An enhancement Oracle has is the ability to issue multi-block reads that read more than one block from disk in a single read request. This reduces the total number of disk I/Os needed. Thus the number of disk I/Os needed is reduced by the multi-block read count (MBRC), according to the formula:
- Blocks / MBRC
The Optimizer wants all costs to be in units of equal disk I/Os i.e. in units of single block reads. However, the time for a multi-block read is likely to be different – generally slightly longer given that more data is transferred. To convert a multi-block read cost into units of a single block read, the multi-block read cost is divided by the time for a multi-block read and multiplied by the time for a single block read. This adjustment means that the “cost” is now in units of cost of single block reads, as used by other access paths such as indexes.
Therefore the cost of a Full Table Scan is actually:
- (Blocks * MREADTIM) / (MBRC * SREADTIM)
MREADTIM and SREADTIM, as well as MBRC, are part of a set of statistics Oracle has about the relative performance of the computer system it is running on. These are termed the System Statistics, and are visible in sys.aux_stats$ or via the dbms_stats.get_system_stats procedure. Out of the box following installation, Oracle only has a minimal set of default values for some of these statistics - IOSEEKTIM, IOTFRSPEED and CPUSPEEDNW. All the other system statistics have no value. They can be set in a number of ways - the intended way being to get Oracle to measure these values from the system itself while it is executing some representative workload (these are termed Workload Statistics) - but they can be set manually if desired, or left unset.

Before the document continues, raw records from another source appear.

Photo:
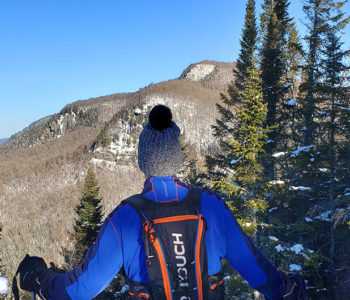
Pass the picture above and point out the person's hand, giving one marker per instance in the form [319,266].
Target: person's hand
[30,270]
[295,288]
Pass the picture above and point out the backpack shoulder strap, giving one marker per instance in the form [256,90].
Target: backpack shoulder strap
[138,202]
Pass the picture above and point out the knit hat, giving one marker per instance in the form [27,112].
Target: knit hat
[159,151]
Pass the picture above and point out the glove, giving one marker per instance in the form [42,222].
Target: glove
[30,270]
[295,288]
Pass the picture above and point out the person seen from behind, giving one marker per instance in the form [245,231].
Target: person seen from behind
[170,239]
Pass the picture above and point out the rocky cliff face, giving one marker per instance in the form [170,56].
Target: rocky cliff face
[191,97]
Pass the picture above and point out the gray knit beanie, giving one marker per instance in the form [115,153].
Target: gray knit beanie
[159,151]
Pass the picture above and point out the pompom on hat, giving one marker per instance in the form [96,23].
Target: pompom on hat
[159,150]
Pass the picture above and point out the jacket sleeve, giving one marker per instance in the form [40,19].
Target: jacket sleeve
[249,261]
[101,263]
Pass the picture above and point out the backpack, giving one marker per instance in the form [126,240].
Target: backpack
[175,250]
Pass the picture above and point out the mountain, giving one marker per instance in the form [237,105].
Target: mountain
[3,141]
[43,166]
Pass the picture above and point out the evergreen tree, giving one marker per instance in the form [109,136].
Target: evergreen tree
[245,186]
[319,17]
[275,22]
[335,98]
[218,162]
[89,212]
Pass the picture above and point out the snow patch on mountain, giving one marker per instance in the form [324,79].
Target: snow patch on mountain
[294,267]
[200,71]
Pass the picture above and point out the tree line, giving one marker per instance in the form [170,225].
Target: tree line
[283,150]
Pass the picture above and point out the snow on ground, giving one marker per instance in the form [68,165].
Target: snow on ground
[291,102]
[299,188]
[233,161]
[295,153]
[324,216]
[278,154]
[297,248]
[294,267]
[200,71]
[4,286]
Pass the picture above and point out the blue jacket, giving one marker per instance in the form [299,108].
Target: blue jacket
[119,242]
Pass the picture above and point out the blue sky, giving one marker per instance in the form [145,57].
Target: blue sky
[54,52]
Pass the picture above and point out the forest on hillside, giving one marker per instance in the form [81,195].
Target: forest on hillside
[283,157]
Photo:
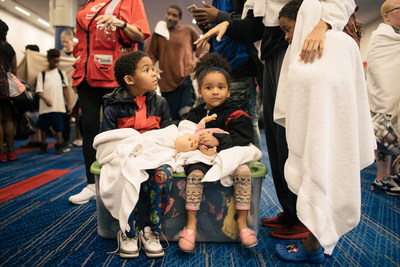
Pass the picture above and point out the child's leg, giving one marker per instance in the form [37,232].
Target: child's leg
[59,139]
[194,193]
[158,188]
[132,222]
[43,134]
[242,189]
[383,164]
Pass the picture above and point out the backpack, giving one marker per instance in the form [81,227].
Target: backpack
[61,76]
[4,87]
[36,97]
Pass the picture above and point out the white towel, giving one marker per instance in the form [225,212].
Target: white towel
[223,163]
[126,155]
[324,107]
[268,9]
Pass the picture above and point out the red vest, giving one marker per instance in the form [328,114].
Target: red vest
[96,56]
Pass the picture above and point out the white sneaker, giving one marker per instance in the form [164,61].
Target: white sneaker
[128,247]
[151,243]
[88,193]
[77,142]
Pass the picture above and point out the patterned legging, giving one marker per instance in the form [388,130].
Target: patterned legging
[241,184]
[156,189]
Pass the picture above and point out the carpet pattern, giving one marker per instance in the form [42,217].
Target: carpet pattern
[41,228]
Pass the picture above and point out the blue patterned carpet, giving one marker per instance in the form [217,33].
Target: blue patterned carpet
[41,228]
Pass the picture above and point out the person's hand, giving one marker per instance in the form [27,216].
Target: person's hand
[208,140]
[314,43]
[108,21]
[48,102]
[218,30]
[206,15]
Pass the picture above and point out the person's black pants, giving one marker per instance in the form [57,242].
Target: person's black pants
[90,100]
[275,135]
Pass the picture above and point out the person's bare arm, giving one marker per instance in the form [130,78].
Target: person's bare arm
[13,65]
[132,31]
[218,30]
[47,100]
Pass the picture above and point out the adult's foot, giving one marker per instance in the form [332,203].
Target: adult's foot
[88,193]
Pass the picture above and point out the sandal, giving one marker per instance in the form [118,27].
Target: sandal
[298,253]
[187,240]
[248,238]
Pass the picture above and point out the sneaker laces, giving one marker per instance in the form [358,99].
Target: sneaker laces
[124,238]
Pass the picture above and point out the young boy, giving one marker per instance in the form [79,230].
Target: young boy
[51,88]
[136,105]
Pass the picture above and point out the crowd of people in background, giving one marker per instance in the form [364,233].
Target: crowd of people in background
[307,99]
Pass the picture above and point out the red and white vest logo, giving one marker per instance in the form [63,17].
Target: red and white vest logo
[97,7]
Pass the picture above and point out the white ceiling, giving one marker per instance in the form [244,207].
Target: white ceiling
[369,10]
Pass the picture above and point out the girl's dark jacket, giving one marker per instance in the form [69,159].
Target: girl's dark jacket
[229,118]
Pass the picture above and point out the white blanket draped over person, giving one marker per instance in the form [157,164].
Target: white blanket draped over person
[125,155]
[223,163]
[324,108]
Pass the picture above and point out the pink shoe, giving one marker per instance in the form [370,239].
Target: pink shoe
[187,240]
[248,238]
[3,157]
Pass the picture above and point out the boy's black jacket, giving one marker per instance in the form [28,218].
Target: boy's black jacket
[120,112]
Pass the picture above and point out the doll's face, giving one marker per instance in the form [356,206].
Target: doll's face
[143,79]
[186,142]
[287,26]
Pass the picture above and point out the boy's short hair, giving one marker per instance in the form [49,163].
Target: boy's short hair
[53,53]
[177,8]
[290,10]
[126,65]
[67,33]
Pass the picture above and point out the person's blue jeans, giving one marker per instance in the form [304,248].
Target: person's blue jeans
[155,194]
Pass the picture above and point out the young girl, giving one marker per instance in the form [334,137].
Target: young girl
[212,72]
[324,108]
[136,105]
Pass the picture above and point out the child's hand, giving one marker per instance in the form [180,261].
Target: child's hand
[49,102]
[208,140]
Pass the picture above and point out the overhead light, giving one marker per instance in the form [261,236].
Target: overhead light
[45,23]
[22,11]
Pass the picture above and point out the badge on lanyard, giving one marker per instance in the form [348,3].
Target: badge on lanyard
[103,59]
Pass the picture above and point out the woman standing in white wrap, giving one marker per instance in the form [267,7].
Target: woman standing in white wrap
[324,108]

Oracle uses those System Statistics that it has values for. For those with no value Oracle uses various substitution formulae to calculate values to use instead.
If there is a value for MBRC in the System Statistics then the Optimizer uses that value. Otherwise, it uses the value of the db_file_multiblock_read_count (DBFMBRC) initialization parameter.
If MREADTIM and SREADTIM do not have any values in the System Statistics, then the following substitutions are made:
- SREADTIM = IOSEEKTIM + (DB_BLOCK_SIZE / IOTFRSPEED)
- MREADTIM = IOSEEKTIM + (MBRC * DB_BLOCK_SIZE / IOTFRSPEED)
This is probably the general case on most systems - no Workload System Statistics are present (MBRC, SREADTIM, MREADTIM and others) - and only default values for IOSEEKTIM (10 milliseconds) and IOTFRSPEED (4 KB / millisecond). For an 8 KB block size and DBFMBRC of 8 this gives values for SREADTIM of 12 ms and for MREADTIM of 26 ms, and the ratio of MREADTIM to SREADTIM of 2.167.
A simple test shows this to be the case - a SELECT on a table with no indexes. The table I used had 1252 blocks of 8 KB each, and DBFMBRC was set to 8. No System Statistics had been collected, so only the defaults exist for IOSEEKTIM and IOTFRSPEED. Using the substituted formulae for MREADTIM and SREADTIM the calculated cost should be:
- (1252 * 26) / (8 * 12) = 32552 / 96 = 339.08
The reported cost by Oracle was 341, which is very close. The difference is due to various factors, such as rounding within the calculation, the optimizer probably costing an extra read for the table header (+1), and the optimizer adding in a CPU cost for processing the data.
Using these formulae and the values of the System Statistics, we can calculate for ourselves the expected cost of a Full Table Scan of any table.